The Facts about Low Blood Pressure

We hear a lot about high blood pressure but not so much about low blood pressure. However, it is as essential to be aware of both low blood pressure and high blood pressure. This article will illuminate the facts about low blood pressure.

What is Blood Pressure?

Blood pressure is the power of flowing blood on the walls of blood vessels, mainly arteries. This pressure is primarily a consequence of the heart pumping blood through the circulatory system.

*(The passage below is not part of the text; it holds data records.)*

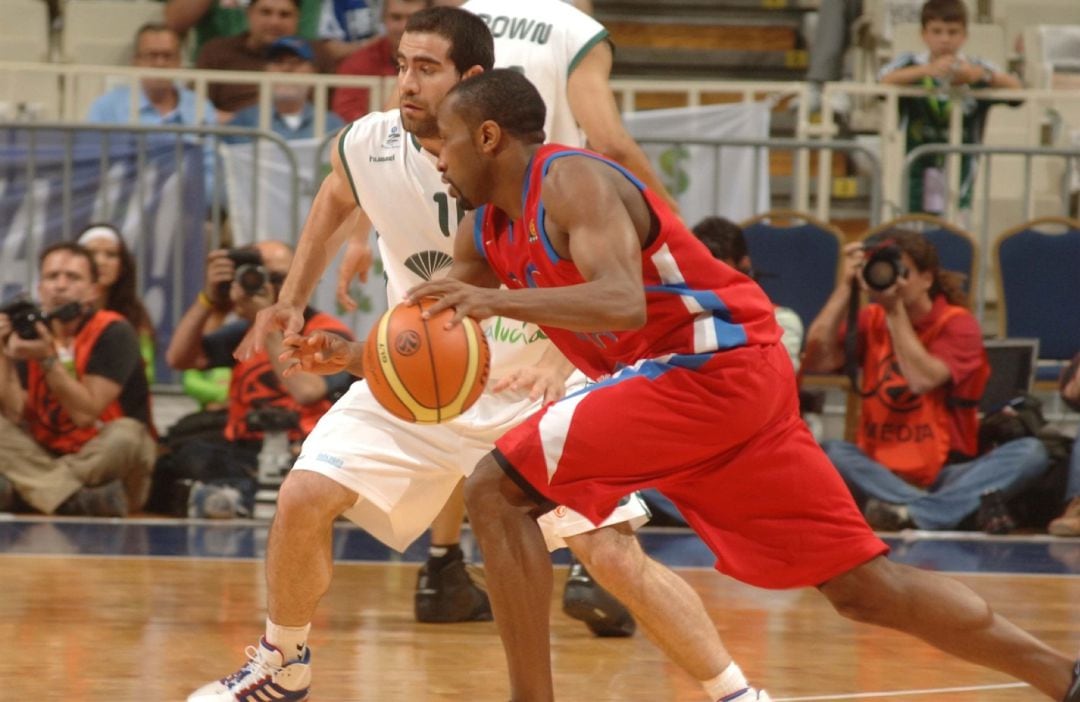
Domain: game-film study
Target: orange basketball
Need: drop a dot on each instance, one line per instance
(421, 372)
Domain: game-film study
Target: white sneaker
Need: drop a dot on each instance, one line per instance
(266, 676)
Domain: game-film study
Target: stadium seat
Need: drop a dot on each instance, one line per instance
(1039, 288)
(103, 31)
(957, 250)
(796, 258)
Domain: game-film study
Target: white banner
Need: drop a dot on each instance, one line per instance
(704, 179)
(260, 208)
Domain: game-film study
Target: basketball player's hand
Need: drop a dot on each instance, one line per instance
(281, 316)
(355, 265)
(467, 300)
(539, 382)
(319, 352)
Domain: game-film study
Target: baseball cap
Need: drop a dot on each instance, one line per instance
(295, 45)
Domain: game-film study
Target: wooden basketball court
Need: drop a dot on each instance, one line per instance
(113, 618)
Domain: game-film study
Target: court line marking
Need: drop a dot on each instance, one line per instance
(889, 693)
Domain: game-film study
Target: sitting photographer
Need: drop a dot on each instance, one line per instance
(240, 283)
(76, 435)
(923, 369)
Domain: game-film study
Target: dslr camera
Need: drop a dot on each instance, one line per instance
(24, 314)
(882, 266)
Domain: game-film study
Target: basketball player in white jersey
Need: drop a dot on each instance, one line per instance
(566, 54)
(387, 475)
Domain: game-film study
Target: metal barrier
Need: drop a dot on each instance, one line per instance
(983, 181)
(58, 176)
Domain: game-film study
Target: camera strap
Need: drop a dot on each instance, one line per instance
(851, 339)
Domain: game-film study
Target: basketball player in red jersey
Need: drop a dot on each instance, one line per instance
(696, 396)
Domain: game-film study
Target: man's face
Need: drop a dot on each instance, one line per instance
(944, 38)
(395, 14)
(459, 161)
(157, 50)
(270, 19)
(65, 278)
(424, 76)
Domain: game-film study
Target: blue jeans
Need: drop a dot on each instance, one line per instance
(958, 488)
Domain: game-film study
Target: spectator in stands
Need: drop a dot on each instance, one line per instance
(378, 57)
(268, 21)
(76, 434)
(923, 369)
(1068, 523)
(229, 463)
(116, 285)
(926, 120)
(345, 26)
(293, 115)
(162, 100)
(213, 18)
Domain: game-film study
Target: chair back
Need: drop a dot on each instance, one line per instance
(796, 258)
(1038, 281)
(957, 250)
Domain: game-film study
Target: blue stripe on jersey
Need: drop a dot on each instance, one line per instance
(728, 334)
(478, 230)
(542, 232)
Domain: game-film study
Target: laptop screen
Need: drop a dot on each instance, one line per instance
(1012, 370)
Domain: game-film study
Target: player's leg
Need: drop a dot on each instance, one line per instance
(949, 616)
(445, 592)
(518, 576)
(299, 564)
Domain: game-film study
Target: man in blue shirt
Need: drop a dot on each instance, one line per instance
(292, 113)
(161, 99)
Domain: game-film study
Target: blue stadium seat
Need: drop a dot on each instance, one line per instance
(1039, 288)
(957, 250)
(796, 258)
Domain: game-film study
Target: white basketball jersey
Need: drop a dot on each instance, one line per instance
(396, 183)
(544, 39)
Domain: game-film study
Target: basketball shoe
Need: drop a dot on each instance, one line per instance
(584, 599)
(446, 593)
(266, 676)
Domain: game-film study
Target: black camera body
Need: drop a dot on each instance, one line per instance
(882, 266)
(24, 314)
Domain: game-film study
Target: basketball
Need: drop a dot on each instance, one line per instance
(421, 372)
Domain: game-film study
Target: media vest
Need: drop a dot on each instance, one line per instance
(255, 385)
(906, 432)
(50, 424)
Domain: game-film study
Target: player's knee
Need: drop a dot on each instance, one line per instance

 What is Low Blood Pressure?

Low blood pressure (Also known as hypotension) transpires when blood pressure decreases below the normal range. Physicians generally identify low blood pressure as 90/60 mm Hg or below, commonly stated as “90 over 60” typically, physicians only treat hypotension if it is critical enough to cause symptoms.

Low blood pressure may be temporary, or it can be a chronic or long-lasting condition. The main types of hypotension are:

  • Postprandial hypotension:
    This condition causes individuals to experience lightheadedness or dizziness after ingesting a meal as their blood pressure suddenly declines.
  • Orthostatic hypotension:
    Individuals with Orthostatic hypotension (sometimes called postural hypotension) will feel faint or lightheaded whenever they stand up or change position suddenly.
  • Neurally mediated hypotension: Individuals with this condition feel faint, dizzy, and nauseous post-exercise or standing for a lengthy time.
  • Severe hypotension linked to shock: Shock is the most severe form of hypotension. When an individual is in shock, blood pressure drops to critically low levels, and the brain and organs cannot get sufficient enough blood to perform.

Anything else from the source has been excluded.